İttifaklarla yorulan Türkiye siyaseti (Nurcan Gökdemir)
Yerel seçim öncesi en yoğun mesaiyi seçim işbirlikleri için harcayan muhalefet, seçime kısa süre kalmasına karşın tüm gücüyle sahaya inemedi. Parlak aday tartışmaları yerine halkın talebini öncelemek gerekiyor.

Başkanlık seçimlerinde sandıktan çıkabilmek için gerekli olan yüzde 50+1 oy zorunluluğu, Türkiye siyasetini ittifaka mecbur bıraktı. İttifaklarla kimliksizleşen, güç kaybeden siyaset her seçimde daha fazla ittifaka mahkum oldu, ittifak kurdukça da daha fazla zayıfladı.

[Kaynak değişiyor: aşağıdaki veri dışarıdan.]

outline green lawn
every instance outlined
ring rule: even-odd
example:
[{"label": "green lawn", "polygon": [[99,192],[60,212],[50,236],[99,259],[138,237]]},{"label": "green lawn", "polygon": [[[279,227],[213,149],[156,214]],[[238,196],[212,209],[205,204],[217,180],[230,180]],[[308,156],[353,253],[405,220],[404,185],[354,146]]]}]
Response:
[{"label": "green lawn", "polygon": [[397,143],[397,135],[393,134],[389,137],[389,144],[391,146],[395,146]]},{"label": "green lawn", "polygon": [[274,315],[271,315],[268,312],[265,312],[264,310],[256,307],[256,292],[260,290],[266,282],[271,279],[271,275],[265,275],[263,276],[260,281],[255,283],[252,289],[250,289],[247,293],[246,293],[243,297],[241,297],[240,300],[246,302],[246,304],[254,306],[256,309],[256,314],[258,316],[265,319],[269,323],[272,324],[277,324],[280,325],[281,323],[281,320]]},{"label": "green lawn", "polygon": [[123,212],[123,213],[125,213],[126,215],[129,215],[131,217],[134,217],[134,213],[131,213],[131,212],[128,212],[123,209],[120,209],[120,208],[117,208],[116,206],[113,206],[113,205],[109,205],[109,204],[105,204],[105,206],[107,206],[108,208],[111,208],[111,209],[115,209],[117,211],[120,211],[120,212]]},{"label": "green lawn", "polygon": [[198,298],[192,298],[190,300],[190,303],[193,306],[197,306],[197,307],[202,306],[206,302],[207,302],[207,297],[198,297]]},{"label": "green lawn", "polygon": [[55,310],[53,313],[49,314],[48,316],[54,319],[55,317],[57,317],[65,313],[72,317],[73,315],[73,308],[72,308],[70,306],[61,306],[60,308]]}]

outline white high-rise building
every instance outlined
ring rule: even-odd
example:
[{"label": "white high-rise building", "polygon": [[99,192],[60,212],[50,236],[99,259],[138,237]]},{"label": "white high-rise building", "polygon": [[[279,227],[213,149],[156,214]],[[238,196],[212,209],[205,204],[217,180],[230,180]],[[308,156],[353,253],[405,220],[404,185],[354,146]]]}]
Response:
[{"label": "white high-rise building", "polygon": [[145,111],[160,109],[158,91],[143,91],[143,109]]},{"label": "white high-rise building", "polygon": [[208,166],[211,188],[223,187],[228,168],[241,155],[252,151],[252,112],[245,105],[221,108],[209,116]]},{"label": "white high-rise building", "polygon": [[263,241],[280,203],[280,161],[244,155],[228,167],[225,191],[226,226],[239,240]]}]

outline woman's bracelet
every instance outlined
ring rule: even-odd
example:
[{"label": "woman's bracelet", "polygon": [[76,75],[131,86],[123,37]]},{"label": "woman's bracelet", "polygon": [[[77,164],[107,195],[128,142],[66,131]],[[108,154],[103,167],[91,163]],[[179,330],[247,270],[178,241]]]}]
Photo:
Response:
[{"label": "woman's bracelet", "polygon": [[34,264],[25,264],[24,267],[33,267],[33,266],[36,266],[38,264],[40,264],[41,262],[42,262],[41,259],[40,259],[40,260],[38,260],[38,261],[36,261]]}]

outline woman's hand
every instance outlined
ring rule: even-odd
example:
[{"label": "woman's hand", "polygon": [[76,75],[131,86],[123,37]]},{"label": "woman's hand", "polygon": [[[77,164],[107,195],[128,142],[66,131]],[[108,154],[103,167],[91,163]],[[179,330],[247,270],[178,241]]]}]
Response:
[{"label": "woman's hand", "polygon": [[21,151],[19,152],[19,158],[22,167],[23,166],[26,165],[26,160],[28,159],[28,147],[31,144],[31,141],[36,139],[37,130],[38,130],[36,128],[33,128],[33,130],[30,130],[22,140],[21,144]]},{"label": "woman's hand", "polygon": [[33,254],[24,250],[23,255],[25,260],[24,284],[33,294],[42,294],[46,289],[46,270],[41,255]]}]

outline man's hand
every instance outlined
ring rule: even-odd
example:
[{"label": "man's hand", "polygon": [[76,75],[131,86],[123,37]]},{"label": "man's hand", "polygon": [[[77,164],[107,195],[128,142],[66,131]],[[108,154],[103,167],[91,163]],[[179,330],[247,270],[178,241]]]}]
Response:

Bu gerçekle 31 Mart yerel seçimlerine hazırlanan siyasi partiler cephanelerinin büyük bölümünü seçmeni ikna etmek yerine birbirlerini ikna etmekle harcadı. Son genel seçimden Millet İttifakı dağılarak çıkarken Cumhur İttifakı bütünlüğünü korudu. Ancak rakibindeki bu çözülmeye karşın Cumhur İttifakı seçim yarışına güçlü bir şekilde başlayamadı. AKP’nin oy oranındaki büyük erime bu partiyi, MHP’nin desteğine karşın başka desteklere de muhtaç hale getirdi.

Millet İttifakı ise 14/28 Mayıs sonrası karşılıklı suçlamalarla çözüldü. İYİ Parti’nin desteğini kaybeden CHP eksiğini DEM Parti’nin oylarıyla kapatma arayışına girdi.

YERELE BIRAKILAN İTTİFAK ARAYIŞI

Cumhur İttifakı’nın bileşenleri AKP ile MHP, 2018’de başlayan ittifaklarını 30’u büyükşehir 59 il ve 117 ilçede sürdürme konusunda kolaylıkla anlaştı. CHP ise İstanbul Büyükşehir Belediyesini merkezine alan DEM Parti ile ittifak arayışlarında hem çok zorlandı hem de aradığı ölçüde bir işbirliği zemini yaratamadı.

CHP Genel Başkanı Özgür Özel’in DEM Parti Genel Merkezi’ni ziyareti, Kürt seçmene yönelik sıcak mesajlarına karşın yerel örgütlerin belirleyici olduğu ittifak arayışları büyük ölçüde sonuçsuz kaldı. Özel’in taban işbirliğinin yerel örgütlerin uzlaşmasıyla sağlanabileceği yönündeki tercihi teoride doğru idi belki ama pratiğe yansıması böyle olmadı. İki parti İstanbul, Ankara, Adana, Antalya, Hatay, İzmir, Manisa, Mersin ve Şanlıurfa ile çok sayıda ilçede işbirliği yapma çalışmalarından başarı ile çıkamadı.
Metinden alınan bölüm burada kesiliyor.